Single-center, double-blinded, double-dummy, randomized controlled trial in patients undergoing valvular surgery. Patients received either an intravenous loading dose of 300 mg of amiodarone or placebo in the operating room, followed by a perfusion of 15 mg . kg(-1) . 24 h(-1) for 2 days. The primary endpoint was the development of atrial fibrillation occurring at any time within the postoperative period.
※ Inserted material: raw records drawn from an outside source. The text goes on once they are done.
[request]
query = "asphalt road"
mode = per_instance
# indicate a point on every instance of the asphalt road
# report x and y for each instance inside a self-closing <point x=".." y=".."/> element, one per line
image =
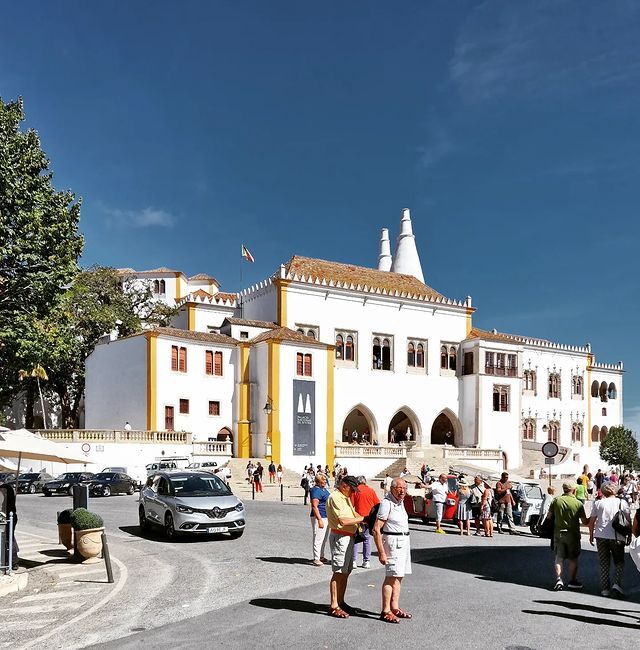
<point x="261" y="591"/>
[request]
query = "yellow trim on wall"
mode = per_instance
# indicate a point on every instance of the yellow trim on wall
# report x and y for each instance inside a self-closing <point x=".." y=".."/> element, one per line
<point x="273" y="425"/>
<point x="329" y="442"/>
<point x="152" y="412"/>
<point x="244" y="425"/>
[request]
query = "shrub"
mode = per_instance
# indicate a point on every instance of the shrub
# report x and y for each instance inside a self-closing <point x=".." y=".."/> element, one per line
<point x="64" y="517"/>
<point x="83" y="519"/>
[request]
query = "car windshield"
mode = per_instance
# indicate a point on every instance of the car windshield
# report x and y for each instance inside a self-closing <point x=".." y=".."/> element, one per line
<point x="198" y="486"/>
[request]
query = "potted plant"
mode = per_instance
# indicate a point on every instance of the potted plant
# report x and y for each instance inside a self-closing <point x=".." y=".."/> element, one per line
<point x="88" y="527"/>
<point x="64" y="529"/>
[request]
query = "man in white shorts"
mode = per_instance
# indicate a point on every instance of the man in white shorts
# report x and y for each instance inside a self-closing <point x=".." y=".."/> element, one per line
<point x="391" y="535"/>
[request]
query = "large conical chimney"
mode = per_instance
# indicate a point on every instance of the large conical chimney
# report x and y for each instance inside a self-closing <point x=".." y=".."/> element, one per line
<point x="384" y="259"/>
<point x="405" y="258"/>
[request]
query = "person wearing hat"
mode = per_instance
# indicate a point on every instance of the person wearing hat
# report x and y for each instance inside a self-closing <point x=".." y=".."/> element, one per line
<point x="343" y="521"/>
<point x="464" y="506"/>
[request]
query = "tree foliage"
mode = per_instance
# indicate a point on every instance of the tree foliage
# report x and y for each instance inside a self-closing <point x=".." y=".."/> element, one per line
<point x="39" y="248"/>
<point x="619" y="448"/>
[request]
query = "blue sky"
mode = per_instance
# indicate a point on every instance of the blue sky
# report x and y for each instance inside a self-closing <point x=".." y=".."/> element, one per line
<point x="511" y="129"/>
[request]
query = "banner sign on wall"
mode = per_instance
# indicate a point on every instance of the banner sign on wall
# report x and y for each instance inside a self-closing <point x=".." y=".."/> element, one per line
<point x="304" y="418"/>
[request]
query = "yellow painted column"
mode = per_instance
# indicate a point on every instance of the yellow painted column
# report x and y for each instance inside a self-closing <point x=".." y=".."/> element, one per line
<point x="329" y="442"/>
<point x="244" y="425"/>
<point x="273" y="427"/>
<point x="152" y="408"/>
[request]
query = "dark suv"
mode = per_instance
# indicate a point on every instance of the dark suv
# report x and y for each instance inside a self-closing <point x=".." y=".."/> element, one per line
<point x="33" y="482"/>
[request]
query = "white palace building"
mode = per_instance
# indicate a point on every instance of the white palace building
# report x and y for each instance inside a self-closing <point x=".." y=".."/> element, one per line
<point x="290" y="368"/>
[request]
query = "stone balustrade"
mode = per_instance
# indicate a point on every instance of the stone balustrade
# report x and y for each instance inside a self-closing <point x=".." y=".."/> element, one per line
<point x="111" y="435"/>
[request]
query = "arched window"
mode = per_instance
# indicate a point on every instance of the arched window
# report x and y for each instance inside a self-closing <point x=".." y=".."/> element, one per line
<point x="603" y="391"/>
<point x="420" y="355"/>
<point x="411" y="355"/>
<point x="348" y="350"/>
<point x="339" y="347"/>
<point x="307" y="365"/>
<point x="376" y="354"/>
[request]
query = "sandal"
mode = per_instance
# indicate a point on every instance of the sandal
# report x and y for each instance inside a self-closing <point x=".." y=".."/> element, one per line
<point x="336" y="612"/>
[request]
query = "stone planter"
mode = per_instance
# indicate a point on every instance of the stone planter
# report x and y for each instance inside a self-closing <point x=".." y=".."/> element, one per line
<point x="89" y="544"/>
<point x="65" y="536"/>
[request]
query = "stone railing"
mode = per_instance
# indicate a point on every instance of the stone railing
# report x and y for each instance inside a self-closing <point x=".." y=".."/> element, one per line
<point x="213" y="448"/>
<point x="111" y="435"/>
<point x="471" y="452"/>
<point x="369" y="451"/>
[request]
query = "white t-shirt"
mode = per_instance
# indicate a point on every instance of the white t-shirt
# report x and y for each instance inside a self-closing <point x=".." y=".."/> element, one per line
<point x="397" y="520"/>
<point x="439" y="492"/>
<point x="604" y="511"/>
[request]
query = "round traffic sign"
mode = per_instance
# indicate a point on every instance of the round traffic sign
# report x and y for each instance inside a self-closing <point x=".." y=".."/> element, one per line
<point x="550" y="449"/>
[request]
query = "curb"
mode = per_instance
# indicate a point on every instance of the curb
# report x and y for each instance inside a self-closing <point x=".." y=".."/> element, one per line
<point x="15" y="582"/>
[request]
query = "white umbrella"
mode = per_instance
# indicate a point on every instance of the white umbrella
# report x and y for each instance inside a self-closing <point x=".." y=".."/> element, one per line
<point x="25" y="444"/>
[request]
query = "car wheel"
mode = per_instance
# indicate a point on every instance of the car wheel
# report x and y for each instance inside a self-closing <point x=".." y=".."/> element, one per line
<point x="169" y="529"/>
<point x="142" y="519"/>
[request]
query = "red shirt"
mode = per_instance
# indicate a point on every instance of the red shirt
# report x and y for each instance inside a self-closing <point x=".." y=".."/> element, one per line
<point x="364" y="499"/>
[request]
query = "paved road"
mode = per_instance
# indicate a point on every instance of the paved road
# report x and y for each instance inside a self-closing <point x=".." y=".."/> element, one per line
<point x="260" y="591"/>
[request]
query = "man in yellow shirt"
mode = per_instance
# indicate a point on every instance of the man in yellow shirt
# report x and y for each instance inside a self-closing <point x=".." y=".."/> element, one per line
<point x="343" y="522"/>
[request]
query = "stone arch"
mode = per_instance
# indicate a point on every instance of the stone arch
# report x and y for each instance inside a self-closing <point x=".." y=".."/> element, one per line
<point x="446" y="423"/>
<point x="403" y="419"/>
<point x="359" y="419"/>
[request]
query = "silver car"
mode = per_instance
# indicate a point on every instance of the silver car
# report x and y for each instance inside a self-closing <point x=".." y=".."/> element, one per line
<point x="190" y="501"/>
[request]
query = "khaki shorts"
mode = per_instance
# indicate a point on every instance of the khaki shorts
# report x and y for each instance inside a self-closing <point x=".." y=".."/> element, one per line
<point x="341" y="552"/>
<point x="398" y="550"/>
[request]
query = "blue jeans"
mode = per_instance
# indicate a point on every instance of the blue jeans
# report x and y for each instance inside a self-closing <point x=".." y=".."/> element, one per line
<point x="366" y="545"/>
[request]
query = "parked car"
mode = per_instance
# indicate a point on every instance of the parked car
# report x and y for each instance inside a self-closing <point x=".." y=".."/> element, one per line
<point x="107" y="483"/>
<point x="32" y="482"/>
<point x="190" y="501"/>
<point x="64" y="483"/>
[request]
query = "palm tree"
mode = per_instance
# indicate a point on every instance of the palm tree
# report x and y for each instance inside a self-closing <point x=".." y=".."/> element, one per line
<point x="37" y="372"/>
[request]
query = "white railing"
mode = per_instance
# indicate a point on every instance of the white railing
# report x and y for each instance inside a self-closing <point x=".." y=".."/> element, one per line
<point x="369" y="451"/>
<point x="471" y="452"/>
<point x="111" y="435"/>
<point x="213" y="448"/>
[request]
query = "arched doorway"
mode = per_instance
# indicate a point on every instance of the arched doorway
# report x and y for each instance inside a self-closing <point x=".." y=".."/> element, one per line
<point x="361" y="420"/>
<point x="405" y="427"/>
<point x="446" y="430"/>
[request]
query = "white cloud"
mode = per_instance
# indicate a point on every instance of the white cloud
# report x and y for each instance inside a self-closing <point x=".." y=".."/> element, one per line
<point x="145" y="218"/>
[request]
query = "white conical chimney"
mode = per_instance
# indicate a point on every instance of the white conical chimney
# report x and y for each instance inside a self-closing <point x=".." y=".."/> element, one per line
<point x="384" y="259"/>
<point x="406" y="259"/>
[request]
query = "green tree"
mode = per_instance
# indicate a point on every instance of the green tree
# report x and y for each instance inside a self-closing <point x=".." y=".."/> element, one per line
<point x="39" y="248"/>
<point x="619" y="448"/>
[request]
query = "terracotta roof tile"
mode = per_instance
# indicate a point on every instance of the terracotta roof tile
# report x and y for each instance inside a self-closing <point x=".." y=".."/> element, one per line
<point x="368" y="279"/>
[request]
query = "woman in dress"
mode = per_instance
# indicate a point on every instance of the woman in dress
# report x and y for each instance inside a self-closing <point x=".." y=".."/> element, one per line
<point x="464" y="507"/>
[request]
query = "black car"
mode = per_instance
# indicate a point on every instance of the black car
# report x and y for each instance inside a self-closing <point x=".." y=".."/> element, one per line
<point x="32" y="482"/>
<point x="64" y="483"/>
<point x="107" y="483"/>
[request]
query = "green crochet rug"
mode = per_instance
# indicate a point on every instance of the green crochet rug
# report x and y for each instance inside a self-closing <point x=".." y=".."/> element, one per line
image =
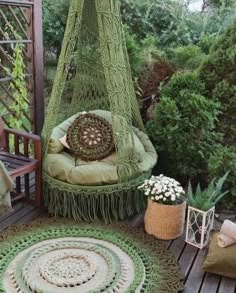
<point x="58" y="256"/>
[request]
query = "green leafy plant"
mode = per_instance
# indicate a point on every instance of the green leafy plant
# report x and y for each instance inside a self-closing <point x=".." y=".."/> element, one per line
<point x="19" y="88"/>
<point x="207" y="198"/>
<point x="223" y="158"/>
<point x="186" y="57"/>
<point x="218" y="72"/>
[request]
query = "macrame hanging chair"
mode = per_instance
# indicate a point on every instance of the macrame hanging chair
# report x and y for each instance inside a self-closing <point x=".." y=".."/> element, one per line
<point x="102" y="85"/>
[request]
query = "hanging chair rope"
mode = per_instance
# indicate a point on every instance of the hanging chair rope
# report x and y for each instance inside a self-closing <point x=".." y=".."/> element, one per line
<point x="68" y="46"/>
<point x="103" y="77"/>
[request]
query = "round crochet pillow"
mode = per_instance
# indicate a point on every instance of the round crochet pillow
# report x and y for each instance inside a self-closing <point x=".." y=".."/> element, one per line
<point x="90" y="137"/>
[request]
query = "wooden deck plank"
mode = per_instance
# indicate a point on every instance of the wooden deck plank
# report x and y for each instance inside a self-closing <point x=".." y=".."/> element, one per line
<point x="196" y="275"/>
<point x="210" y="283"/>
<point x="227" y="285"/>
<point x="16" y="208"/>
<point x="15" y="217"/>
<point x="32" y="215"/>
<point x="190" y="258"/>
<point x="177" y="247"/>
<point x="187" y="259"/>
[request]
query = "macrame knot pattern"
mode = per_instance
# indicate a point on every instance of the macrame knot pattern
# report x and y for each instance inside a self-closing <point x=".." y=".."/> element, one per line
<point x="90" y="137"/>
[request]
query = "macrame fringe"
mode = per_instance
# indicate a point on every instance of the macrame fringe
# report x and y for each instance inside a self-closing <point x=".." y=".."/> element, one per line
<point x="94" y="204"/>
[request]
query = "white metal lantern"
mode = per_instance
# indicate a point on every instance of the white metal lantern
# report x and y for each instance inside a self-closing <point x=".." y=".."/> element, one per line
<point x="199" y="225"/>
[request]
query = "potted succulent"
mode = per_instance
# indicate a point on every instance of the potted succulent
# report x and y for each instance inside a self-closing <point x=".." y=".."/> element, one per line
<point x="165" y="214"/>
<point x="201" y="209"/>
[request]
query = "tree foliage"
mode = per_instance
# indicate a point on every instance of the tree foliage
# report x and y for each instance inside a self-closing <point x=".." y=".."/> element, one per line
<point x="183" y="126"/>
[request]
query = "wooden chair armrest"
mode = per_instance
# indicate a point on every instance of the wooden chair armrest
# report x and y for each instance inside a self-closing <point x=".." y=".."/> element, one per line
<point x="22" y="134"/>
<point x="28" y="136"/>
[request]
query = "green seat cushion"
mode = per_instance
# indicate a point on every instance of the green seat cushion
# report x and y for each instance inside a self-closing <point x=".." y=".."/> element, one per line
<point x="220" y="260"/>
<point x="65" y="166"/>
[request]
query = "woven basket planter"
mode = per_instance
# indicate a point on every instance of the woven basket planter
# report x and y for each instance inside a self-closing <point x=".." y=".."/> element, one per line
<point x="165" y="221"/>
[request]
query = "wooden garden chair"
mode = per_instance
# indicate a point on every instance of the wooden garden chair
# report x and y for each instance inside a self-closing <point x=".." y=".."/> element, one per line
<point x="19" y="163"/>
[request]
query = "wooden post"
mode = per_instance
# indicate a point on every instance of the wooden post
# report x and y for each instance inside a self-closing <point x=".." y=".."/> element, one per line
<point x="38" y="67"/>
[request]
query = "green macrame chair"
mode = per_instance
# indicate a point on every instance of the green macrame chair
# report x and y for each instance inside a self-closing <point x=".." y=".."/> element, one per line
<point x="94" y="40"/>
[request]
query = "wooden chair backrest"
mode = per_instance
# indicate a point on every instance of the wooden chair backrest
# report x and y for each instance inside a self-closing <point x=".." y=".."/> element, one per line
<point x="3" y="144"/>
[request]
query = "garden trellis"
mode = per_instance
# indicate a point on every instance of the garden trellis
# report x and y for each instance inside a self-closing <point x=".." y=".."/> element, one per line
<point x="21" y="23"/>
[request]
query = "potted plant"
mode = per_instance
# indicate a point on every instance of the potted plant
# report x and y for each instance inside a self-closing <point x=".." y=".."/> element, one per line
<point x="201" y="209"/>
<point x="165" y="214"/>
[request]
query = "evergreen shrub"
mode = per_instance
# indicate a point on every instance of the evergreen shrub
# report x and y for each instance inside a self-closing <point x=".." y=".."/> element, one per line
<point x="183" y="126"/>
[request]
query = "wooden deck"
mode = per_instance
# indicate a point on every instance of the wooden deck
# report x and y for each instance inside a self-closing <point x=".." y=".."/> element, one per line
<point x="189" y="257"/>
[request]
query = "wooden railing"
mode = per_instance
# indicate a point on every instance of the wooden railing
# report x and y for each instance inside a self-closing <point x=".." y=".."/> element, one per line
<point x="21" y="22"/>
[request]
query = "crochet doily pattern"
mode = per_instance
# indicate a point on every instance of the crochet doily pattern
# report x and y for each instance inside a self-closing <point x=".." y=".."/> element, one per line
<point x="66" y="258"/>
<point x="90" y="137"/>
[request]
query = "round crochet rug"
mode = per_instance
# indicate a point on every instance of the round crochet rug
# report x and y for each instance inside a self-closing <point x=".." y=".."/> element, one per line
<point x="55" y="256"/>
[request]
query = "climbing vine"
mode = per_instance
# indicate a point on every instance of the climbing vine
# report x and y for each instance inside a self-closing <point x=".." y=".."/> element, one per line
<point x="19" y="88"/>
One hundred twenty patients were randomly assigned (mean age was 65 +/- 11 yr). Overall atrial fibrillation occurred more frequently in the perioperative intravenous amiodarone group compared with the placebo group (59.3 vs. 40.0%; P = 0.035). Four preoperative factors were found to be independently associated with a higher risk of developing postoperative atrial fibrillation: older age (P = 0.0003), recent myocardial infarction (<6 months; P = 0.026), preoperative angina (P = 0.0326), and use of a calcium channel blocker preoperatively (P = 0.0078) when controlling for groups.


In patients undergoing cardiac valvular surgery, a strategy using intravenous amiodarone for 48 h is not efficacious in reducing the risk of atrial fibrillation during cardiac valvular surgery.